香苹回国之后便告知她,要和沙冽浪结婚了,她当然为香苹感到高兴,可是他们俩却要她去做一件事,这事令她有点头大,即是让她去邀请「媒人」山口英夫参加他们的婚礼。
但是自从一星期前,她被那个冰山怪胎赶出他家门后,她便告诉自己少和这种人打交道,就连一向对她疼爱有加的山口夫人,她都觉得应该保持某种距离比较好。
偏偏香苹千拜托、万恳求地要她联络山口英夫,在这种人情攻势下,她只好勉为其难地答应了。
既然答应了人家,总得尽力。
多次举起又放下的手,终于妥协地按下山口家的电话。
「喂,我是花惜人,我想找山口先生。」她轻声细语地说。
对于自己轻柔婉约的嗓音,她一直很感谢母亲。而妈妈没有发病之前常常告诉她,「惜人的声音就像天籁,好听极了,将来谁娶了妳,是他的福气。」
可惜她的脾气有点倔,这恐怕是很多大男人受不了的。
「对不起,山口先生目前无法接听您的电话,可否请您留下联络电话。」电话那头传来有礼的拒绝声。

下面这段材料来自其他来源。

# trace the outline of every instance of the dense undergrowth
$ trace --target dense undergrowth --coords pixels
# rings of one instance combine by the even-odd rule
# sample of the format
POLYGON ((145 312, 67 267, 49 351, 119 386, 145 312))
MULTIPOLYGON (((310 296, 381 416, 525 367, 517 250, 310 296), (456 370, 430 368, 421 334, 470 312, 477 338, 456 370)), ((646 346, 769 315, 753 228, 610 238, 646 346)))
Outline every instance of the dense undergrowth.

不过花惜人对这种有钱人家的电话过滤方式太了解,所谓「留下电话再联络」,通常代表着「最好不必联络」,所以不待对方说完,她立即开口道:「对不起,烦请告知山口先生,这是一通很重要的电话。」
「花小姐,我当然知道您有重要的事才会找山口先生,不过他目前没空。」对方照样打太极拳。
「没关系,我可以等他。」她打定主意一定要和山口英夫通上电话。
若不是香苹要求,她可不受这种气!
「这……」经过一番思考,电话那头好不容易才传来答应的声音,「那就烦请花小姐稍待一会儿,我帮您看看山口先生是否能够拨冗接听您的电话。」
「谢谢妳。」花惜人甜甜地道了声谢。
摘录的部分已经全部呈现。